Large-scale vehicle classification

Tanoc · on Jan 1, 2023

>I was surprised to find that around 20% of listings were over $50k and around 6% were over $70k. I expected these high prices to be more rare.

This seems to be because you scraped new car prices instead of used. The used market has a wild variance in price data, even if viewing only CPO vehicles directly from dealerships. That in itself could be a whole other fascinating week spent training it on that data. It could also be that Kelley Blue Book's data is wrong as always. KBB pumps up the prices on used cars well beyond their actual market value, and I've yet to figure out what benefits they receive from doing so. It might be used dealerships gaming things. A Chevrolet Cobalt regardless of year or location sells for about $3,500 from private sellers, but KBB says they go for $6,600, or almost twice that.
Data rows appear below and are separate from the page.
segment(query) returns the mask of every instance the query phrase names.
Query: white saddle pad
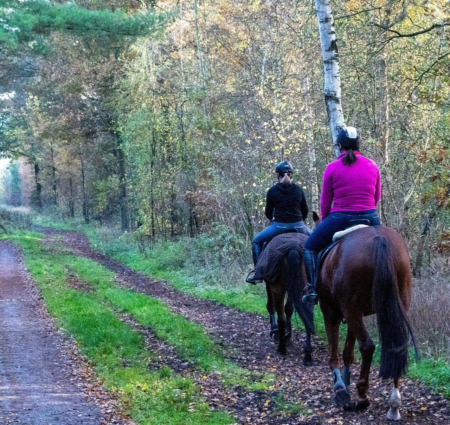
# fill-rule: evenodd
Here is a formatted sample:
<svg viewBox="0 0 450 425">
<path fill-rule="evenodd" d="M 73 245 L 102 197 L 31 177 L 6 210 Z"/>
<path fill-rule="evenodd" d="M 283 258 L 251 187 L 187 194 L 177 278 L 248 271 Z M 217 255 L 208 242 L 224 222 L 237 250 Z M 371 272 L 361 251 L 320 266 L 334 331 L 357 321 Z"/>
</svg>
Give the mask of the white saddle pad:
<svg viewBox="0 0 450 425">
<path fill-rule="evenodd" d="M 352 226 L 351 227 L 349 227 L 348 229 L 346 229 L 345 230 L 341 230 L 340 232 L 336 232 L 333 235 L 333 242 L 335 242 L 336 241 L 338 241 L 340 239 L 342 239 L 348 233 L 350 233 L 350 232 L 352 232 L 354 230 L 356 230 L 357 229 L 362 229 L 363 227 L 368 227 L 366 224 L 356 224 L 356 226 Z"/>
</svg>

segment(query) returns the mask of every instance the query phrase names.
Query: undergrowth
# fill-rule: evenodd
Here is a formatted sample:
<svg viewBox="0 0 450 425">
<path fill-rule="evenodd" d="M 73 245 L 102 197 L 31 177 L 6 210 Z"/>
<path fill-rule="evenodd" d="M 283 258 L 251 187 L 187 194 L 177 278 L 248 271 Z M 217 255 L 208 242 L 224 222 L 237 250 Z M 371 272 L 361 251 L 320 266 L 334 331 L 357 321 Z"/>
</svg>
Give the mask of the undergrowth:
<svg viewBox="0 0 450 425">
<path fill-rule="evenodd" d="M 73 225 L 65 225 L 66 228 L 74 228 Z M 243 271 L 242 265 L 237 262 L 224 265 L 217 259 L 211 259 L 210 253 L 202 252 L 201 247 L 192 243 L 192 240 L 156 243 L 151 249 L 140 249 L 140 252 L 132 234 L 124 236 L 119 230 L 110 228 L 82 225 L 78 227 L 88 235 L 93 246 L 132 268 L 166 279 L 177 289 L 197 296 L 243 311 L 267 314 L 262 285 L 244 284 L 246 272 Z M 423 378 L 432 389 L 448 397 L 450 382 L 449 287 L 448 277 L 440 280 L 432 276 L 414 279 L 410 312 L 423 360 L 418 365 L 412 362 L 410 375 Z M 326 342 L 323 320 L 318 308 L 315 309 L 314 317 L 318 335 Z M 376 342 L 376 331 L 370 320 L 370 318 L 368 321 L 370 330 Z M 346 330 L 346 326 L 341 326 L 341 341 L 344 339 Z M 357 347 L 356 354 L 358 358 Z M 378 348 L 374 360 L 379 361 Z"/>
<path fill-rule="evenodd" d="M 134 421 L 192 425 L 235 422 L 225 412 L 210 410 L 190 378 L 168 368 L 149 370 L 148 359 L 154 353 L 145 348 L 140 336 L 101 300 L 68 287 L 64 262 L 46 253 L 40 244 L 41 237 L 30 233 L 10 237 L 23 250 L 28 269 L 58 324 L 74 335 L 105 388 L 118 395 Z"/>
</svg>

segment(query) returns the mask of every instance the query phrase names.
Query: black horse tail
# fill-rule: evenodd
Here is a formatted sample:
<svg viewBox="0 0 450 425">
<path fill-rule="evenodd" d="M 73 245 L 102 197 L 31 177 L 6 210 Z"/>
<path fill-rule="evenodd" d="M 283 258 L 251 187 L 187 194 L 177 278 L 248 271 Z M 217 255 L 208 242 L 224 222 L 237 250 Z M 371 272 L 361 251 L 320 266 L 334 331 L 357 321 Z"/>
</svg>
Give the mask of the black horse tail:
<svg viewBox="0 0 450 425">
<path fill-rule="evenodd" d="M 296 311 L 300 316 L 306 332 L 316 333 L 314 327 L 314 306 L 302 302 L 302 292 L 305 286 L 302 269 L 303 259 L 300 252 L 292 249 L 287 254 L 285 262 L 284 277 L 288 299 L 290 300 Z"/>
<path fill-rule="evenodd" d="M 380 377 L 396 379 L 404 376 L 408 367 L 408 343 L 415 339 L 398 292 L 394 263 L 394 253 L 388 239 L 376 236 L 372 303 L 376 314 L 381 344 Z"/>
</svg>

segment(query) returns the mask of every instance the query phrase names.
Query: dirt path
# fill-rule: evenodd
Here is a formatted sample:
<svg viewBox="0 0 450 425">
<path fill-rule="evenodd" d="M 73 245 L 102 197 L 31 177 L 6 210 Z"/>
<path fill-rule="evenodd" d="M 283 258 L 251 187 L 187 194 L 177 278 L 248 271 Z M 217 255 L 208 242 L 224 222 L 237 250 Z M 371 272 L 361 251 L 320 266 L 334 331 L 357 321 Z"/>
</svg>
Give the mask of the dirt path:
<svg viewBox="0 0 450 425">
<path fill-rule="evenodd" d="M 86 235 L 82 233 L 44 228 L 39 230 L 46 234 L 47 243 L 51 244 L 52 240 L 62 236 L 67 246 L 76 255 L 90 258 L 114 271 L 120 284 L 154 297 L 166 303 L 174 312 L 204 326 L 222 347 L 230 360 L 250 370 L 274 373 L 276 379 L 270 394 L 262 392 L 239 395 L 236 403 L 242 409 L 254 411 L 254 414 L 249 414 L 246 419 L 245 413 L 242 415 L 241 412 L 238 415 L 241 423 L 268 425 L 299 423 L 378 425 L 388 422 L 385 419 L 387 399 L 392 387 L 390 383 L 378 379 L 376 368 L 372 368 L 370 374 L 370 406 L 364 412 L 344 412 L 333 403 L 326 351 L 316 339 L 314 343 L 314 364 L 312 367 L 306 368 L 300 355 L 304 338 L 302 333 L 294 333 L 292 344 L 288 348 L 288 355 L 283 357 L 276 353 L 276 346 L 268 338 L 268 325 L 265 318 L 180 293 L 164 281 L 156 281 L 132 270 L 92 250 Z M 354 375 L 357 369 L 358 365 L 354 368 Z M 353 380 L 355 380 L 354 377 Z M 354 394 L 354 383 L 352 387 Z M 276 412 L 271 411 L 270 406 L 268 408 L 266 406 L 268 396 L 277 393 L 284 394 L 288 400 L 301 400 L 312 413 L 303 422 L 294 416 L 277 415 Z M 404 380 L 401 393 L 402 424 L 450 423 L 450 406 L 448 401 L 430 394 L 420 383 Z M 244 403 L 246 400 L 246 403 Z M 219 404 L 218 407 L 220 406 Z M 262 419 L 260 415 L 254 414 L 254 411 L 266 412 L 266 416 Z"/>
<path fill-rule="evenodd" d="M 130 424 L 55 330 L 20 258 L 0 241 L 0 424 Z"/>
</svg>

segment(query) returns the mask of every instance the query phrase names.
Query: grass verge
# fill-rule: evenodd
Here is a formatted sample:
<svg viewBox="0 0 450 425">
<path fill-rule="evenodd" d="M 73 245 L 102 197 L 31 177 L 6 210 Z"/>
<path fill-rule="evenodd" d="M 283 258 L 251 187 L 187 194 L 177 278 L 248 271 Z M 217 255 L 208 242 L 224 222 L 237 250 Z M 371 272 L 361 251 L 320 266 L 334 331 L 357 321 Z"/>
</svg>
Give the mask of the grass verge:
<svg viewBox="0 0 450 425">
<path fill-rule="evenodd" d="M 235 422 L 225 412 L 208 410 L 198 388 L 188 378 L 174 375 L 168 368 L 148 370 L 152 353 L 146 349 L 139 334 L 93 295 L 68 287 L 64 265 L 57 261 L 58 256 L 48 255 L 42 249 L 41 237 L 30 232 L 10 236 L 22 248 L 28 270 L 58 325 L 74 335 L 98 377 L 104 380 L 104 387 L 118 395 L 136 423 L 226 425 Z"/>
<path fill-rule="evenodd" d="M 136 244 L 130 242 L 129 238 L 123 240 L 119 237 L 118 233 L 112 237 L 109 231 L 92 226 L 80 224 L 74 226 L 67 223 L 58 225 L 60 228 L 76 229 L 84 232 L 94 248 L 134 270 L 156 278 L 165 279 L 180 290 L 200 298 L 217 301 L 244 311 L 256 312 L 263 315 L 267 314 L 266 295 L 262 285 L 254 286 L 244 283 L 242 286 L 236 284 L 222 285 L 220 282 L 216 282 L 213 285 L 202 282 L 202 279 L 205 275 L 204 265 L 200 261 L 196 266 L 188 262 L 186 264 L 190 251 L 179 242 L 156 244 L 151 251 L 142 253 L 140 252 Z M 215 271 L 216 276 L 222 277 L 226 274 L 218 269 Z M 234 276 L 235 280 L 238 279 L 243 282 L 244 276 L 236 274 Z M 326 343 L 323 318 L 318 308 L 315 309 L 314 318 L 318 335 Z M 340 331 L 342 345 L 346 333 L 346 327 L 342 325 Z M 378 341 L 376 332 L 371 333 L 374 340 Z M 374 357 L 375 363 L 379 363 L 379 352 L 378 348 Z M 358 349 L 356 350 L 355 354 L 356 358 L 360 357 Z M 432 391 L 450 398 L 448 384 L 450 365 L 448 362 L 444 359 L 434 360 L 426 356 L 420 363 L 416 364 L 412 362 L 410 364 L 410 377 L 418 378 L 426 383 Z"/>
<path fill-rule="evenodd" d="M 268 389 L 273 376 L 257 377 L 226 361 L 220 350 L 204 329 L 181 315 L 174 314 L 166 305 L 154 298 L 121 288 L 114 283 L 114 274 L 88 259 L 74 256 L 64 258 L 66 266 L 83 281 L 90 283 L 103 300 L 130 313 L 141 324 L 153 329 L 158 338 L 176 348 L 178 355 L 202 370 L 220 375 L 226 385 L 236 384 L 250 390 Z M 255 381 L 256 379 L 256 381 Z"/>
</svg>

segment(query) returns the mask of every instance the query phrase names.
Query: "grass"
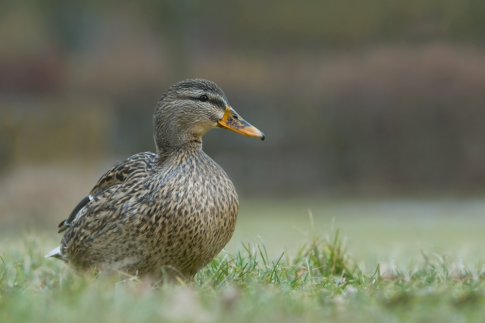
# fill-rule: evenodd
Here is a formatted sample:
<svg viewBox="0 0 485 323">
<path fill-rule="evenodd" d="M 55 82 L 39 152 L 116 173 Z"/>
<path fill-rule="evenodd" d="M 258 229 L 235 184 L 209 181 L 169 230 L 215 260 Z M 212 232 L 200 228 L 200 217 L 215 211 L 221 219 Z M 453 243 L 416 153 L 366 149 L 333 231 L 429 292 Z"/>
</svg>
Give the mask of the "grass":
<svg viewBox="0 0 485 323">
<path fill-rule="evenodd" d="M 0 248 L 0 322 L 483 322 L 485 265 L 424 252 L 405 265 L 359 261 L 339 231 L 292 254 L 223 251 L 191 279 L 78 275 L 44 258 L 40 235 Z"/>
</svg>

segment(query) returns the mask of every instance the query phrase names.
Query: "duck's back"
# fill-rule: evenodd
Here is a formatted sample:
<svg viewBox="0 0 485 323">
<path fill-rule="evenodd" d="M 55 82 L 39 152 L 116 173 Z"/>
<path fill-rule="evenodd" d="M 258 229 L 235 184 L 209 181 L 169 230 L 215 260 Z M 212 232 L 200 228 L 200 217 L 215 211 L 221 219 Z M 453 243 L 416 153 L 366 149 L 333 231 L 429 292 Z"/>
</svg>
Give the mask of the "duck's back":
<svg viewBox="0 0 485 323">
<path fill-rule="evenodd" d="M 133 156 L 87 198 L 64 223 L 63 258 L 133 274 L 194 275 L 229 241 L 238 208 L 231 181 L 201 150 L 163 162 Z"/>
</svg>

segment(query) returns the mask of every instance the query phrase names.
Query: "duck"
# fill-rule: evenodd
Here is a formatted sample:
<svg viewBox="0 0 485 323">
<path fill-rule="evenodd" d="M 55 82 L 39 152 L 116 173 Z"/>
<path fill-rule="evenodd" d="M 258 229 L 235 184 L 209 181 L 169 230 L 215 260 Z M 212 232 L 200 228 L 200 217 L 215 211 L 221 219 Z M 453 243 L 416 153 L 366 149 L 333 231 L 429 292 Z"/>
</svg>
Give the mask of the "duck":
<svg viewBox="0 0 485 323">
<path fill-rule="evenodd" d="M 59 225 L 60 245 L 46 256 L 76 271 L 186 278 L 231 239 L 239 207 L 227 175 L 202 149 L 216 128 L 264 140 L 215 83 L 169 87 L 153 114 L 156 152 L 116 165 Z"/>
</svg>

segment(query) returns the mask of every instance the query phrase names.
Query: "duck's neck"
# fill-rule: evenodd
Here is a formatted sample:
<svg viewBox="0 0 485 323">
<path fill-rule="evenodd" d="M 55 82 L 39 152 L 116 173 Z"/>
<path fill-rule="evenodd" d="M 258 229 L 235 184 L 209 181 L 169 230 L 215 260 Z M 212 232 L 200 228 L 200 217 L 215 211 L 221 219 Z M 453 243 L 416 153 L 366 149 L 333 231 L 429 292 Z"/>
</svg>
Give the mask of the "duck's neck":
<svg viewBox="0 0 485 323">
<path fill-rule="evenodd" d="M 183 136 L 173 140 L 155 139 L 157 163 L 161 165 L 167 160 L 182 155 L 196 154 L 202 150 L 202 137 L 194 135 Z"/>
</svg>

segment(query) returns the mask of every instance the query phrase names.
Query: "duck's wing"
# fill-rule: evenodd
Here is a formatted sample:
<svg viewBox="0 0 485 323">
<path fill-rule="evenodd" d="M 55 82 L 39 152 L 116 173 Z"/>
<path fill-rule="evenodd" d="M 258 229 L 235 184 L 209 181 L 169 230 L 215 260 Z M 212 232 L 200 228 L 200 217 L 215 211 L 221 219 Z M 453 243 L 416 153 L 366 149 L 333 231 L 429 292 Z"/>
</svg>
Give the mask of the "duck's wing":
<svg viewBox="0 0 485 323">
<path fill-rule="evenodd" d="M 59 224 L 58 232 L 63 232 L 72 224 L 79 217 L 78 215 L 82 213 L 83 209 L 90 201 L 113 186 L 122 184 L 134 173 L 146 172 L 148 168 L 154 164 L 156 159 L 156 155 L 153 153 L 140 153 L 132 156 L 108 171 L 101 177 L 87 196 L 81 200 L 74 208 L 67 218 Z"/>
</svg>

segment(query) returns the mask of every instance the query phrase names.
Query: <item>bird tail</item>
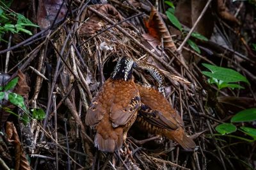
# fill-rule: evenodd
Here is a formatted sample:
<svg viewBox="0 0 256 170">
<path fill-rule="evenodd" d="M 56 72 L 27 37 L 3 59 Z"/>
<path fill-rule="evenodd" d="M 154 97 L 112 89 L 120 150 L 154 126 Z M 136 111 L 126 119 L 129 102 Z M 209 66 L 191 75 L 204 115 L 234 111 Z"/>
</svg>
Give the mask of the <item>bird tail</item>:
<svg viewBox="0 0 256 170">
<path fill-rule="evenodd" d="M 123 130 L 121 128 L 113 128 L 109 133 L 97 132 L 94 139 L 95 146 L 102 151 L 113 153 L 123 144 Z"/>
<path fill-rule="evenodd" d="M 177 141 L 184 150 L 191 151 L 196 147 L 194 141 L 188 137 L 182 128 L 180 130 L 169 132 L 170 132 L 168 135 L 169 138 Z"/>
</svg>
I'd also be interested in seeing market location weighting for the data. I expect vehicles to be more expensive in places like California and New York compared to Florida or Oklahoma for example.

>After some Googling, I found out that this was a limitation of EXT4 when creating directories with millions of files in them.

I've experienced this myself with faulty Flatpaks spamming my drives with log files. And also Blender, interestingly. If you split a frame into six layers (AO, diffuse, glossy, alpha, shadows, Z-depth) and the animation is about sixty six thousand frames, that's three hundred and ninety six thousand images for one forty five minute animation. Often times you split the scene into three pieces; foreground, focus, and background, which triples that output to a million a hundred and eighty eight thousand images. When put into separate folders to separate each scene or shot, and with multiple renders to test or be sent for approval, it's very easy to run into the EXT4 hash table limitation for just three or four animations over twenty minutes.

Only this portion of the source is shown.